While the survey will be an extensive undertaking, Foulkes underscored that the committee remains devoted to ensuring that the entire process is one that is humane.
“We want to be as sensitive as possible, as we carry out this upcoming survey. People have to understand that the average shanty town is about 50 to 60 years old and so we have to approach this effort in a very humane manner; especially because not all residents in these communities are illegal,” he noted.
Over the past few weeks, the committee hosted a series of meetings with various stakeholders within the Haitian-Bahamian community, to ensure that the process of bringing reformation to these unregulated communities is a smooth one.
Foulkes revealed that the committee is set to meet with Haitian-Bahamian community leaders tomorrow ahead of Sunday’s survey.
“We have met with the Haitian Bahamian Association, we have met with Bahamian-Haitian Pastors League, various religious leaders and many different groups to consult on the way forward.
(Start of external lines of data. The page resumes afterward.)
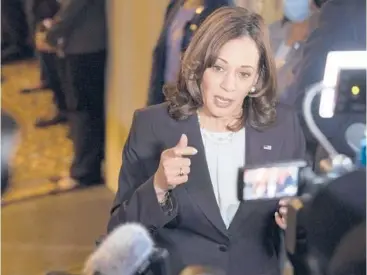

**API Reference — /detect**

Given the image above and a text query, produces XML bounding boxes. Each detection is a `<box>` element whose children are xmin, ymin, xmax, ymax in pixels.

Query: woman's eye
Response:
<box><xmin>240</xmin><ymin>72</ymin><xmax>251</xmax><ymax>78</ymax></box>
<box><xmin>213</xmin><ymin>65</ymin><xmax>223</xmax><ymax>72</ymax></box>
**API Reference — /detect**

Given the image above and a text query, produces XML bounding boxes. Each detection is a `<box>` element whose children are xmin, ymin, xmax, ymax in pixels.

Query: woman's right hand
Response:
<box><xmin>154</xmin><ymin>134</ymin><xmax>197</xmax><ymax>196</ymax></box>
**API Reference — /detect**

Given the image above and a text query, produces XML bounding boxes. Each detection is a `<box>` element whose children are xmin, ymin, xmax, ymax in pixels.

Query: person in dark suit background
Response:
<box><xmin>45</xmin><ymin>0</ymin><xmax>107</xmax><ymax>192</ymax></box>
<box><xmin>108</xmin><ymin>7</ymin><xmax>305</xmax><ymax>275</ymax></box>
<box><xmin>147</xmin><ymin>0</ymin><xmax>228</xmax><ymax>105</ymax></box>
<box><xmin>280</xmin><ymin>0</ymin><xmax>366</xmax><ymax>163</ymax></box>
Thursday will be a second meeting with these stakeholders to seek assistance with Sunday’s survey,” he said.
According to Foulkes, a number of community leaders have already pledged their support to accompany the 11 teams, which will execute the national survey.
“All participants who will carry out the national survey are government workers and they will be joined by various members from within the Haitian-Bahamian community to ensure smooth sailing,” he said.
“The Department of Statistics has done the training for 50 persons comprising 11 teams; so, we feel adequately prepared for the task at hand.”
Andros, Eleuthera and Abaco have all been identified as hubs where these unregulated communities have been erected.
“In Abaco, as you know, there is The Mudd, the Pigeon Peas community and other shanty towns in Sand Bank and Farm Road at Treasure Cay,” he said.
“This island houses probably the largest area outside of New Providence, that has well developed towns with full utilities. I am happy to note that a 20-person committee has been formed on that island to work out alternatives for regulating these communities housing of those persons.”
The national shanty town survey comes on the heels of two recent fires in The Mudd, which destroyed nearly 100 homes and left hundreds of residents displaced.